Per ricreare l’effetto Siberia, tanto cara alla popolazione russa, al posto dell’aria condizionata sono stati usati i cannoni per la neve artificiale, cosicché il solo aprire la porta delle cucine sviluppa un gradevole blizzard che rinfresca l’aria. Per un momento ho la sensazione che tutti i liquidi del mio corpo si siano congelati. Mi faccio un bellini.
La band, sistemata su di un palchetto alla destra dell’altare, scenograficamente allestito con cielo stellato nella notte di San Lorenzo, accompagna le evoluzioni canore del rabbino che canta a squarciagola.
Gli sposi si scambiano gli anelli e i voti. Alle incaute dame che non hanno usato il rimmel waterproof, scendono rivoli neri.
Tutti cantano e si preparano alla grande abbuffata.
Le tavole, sontuose e opulente, sono già imbandite con venticinque antipasti. Un tipo, che assomiglia tanto a Denny DeVito in sovrappeso e ha una chierica ad emulo di quella di San Francesco d’Assisi, siede al mio tavolo e pasteggia con una bottiglia di cognac e una di Chateau Lalande-Borie, alternando le sorsate da un bicchiere all’altro. Dopo un po’ di questo altalenare, assume la colorazione di un tedesco dopo una giornata al mare. Man mano che avanzano le portate, si alza il volume della musica. Il cantante, che sembra un sopravissuto al disastro di Chernobyl, ci diletta con alcune canzoni popolari russe e brani di Charles Aznavour. Dopo due ore di portate continue, con orrore mi accorgo che siamo fermi agli antipasti. Il fegato sta urlando: pietà! e mi chiede l’amaro Giuliani. Una vecchia arpionata ad un tripiede si scatena in pista e falcia uno dei camerieri.
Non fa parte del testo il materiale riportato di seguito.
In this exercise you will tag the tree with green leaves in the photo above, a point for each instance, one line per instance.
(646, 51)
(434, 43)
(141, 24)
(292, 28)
Arrivano i Pel’meni e il DeVito russo brinda con una nuova bottiglia di cognac. Nasdrovia! Nonostante abbia uno dei cannoni ad aria gelata puntato sulla schiena, e’ sudato come un cavallo. Ormai la musica ha preso il sopravvento e affatica la comunicazione. Il sopravissuto a Chernobyl smette il microfono e piazza un nastro pre-registrato. I bassi mi stanno prendendo a pugni lo stomaco con la forza di un martello pneumatico. Una massiccia cacofonia ci assedia quando, come una sciabolata, mi arrivano all’orecchio le note di “Sono un italiano” di Toto Cutugno. A questo punto mi fermo e vi dico che la faccenda si e’ fatta incresciosa quando, in seguito, e’ partita anche “Ti amo” di Umberto Tozzi.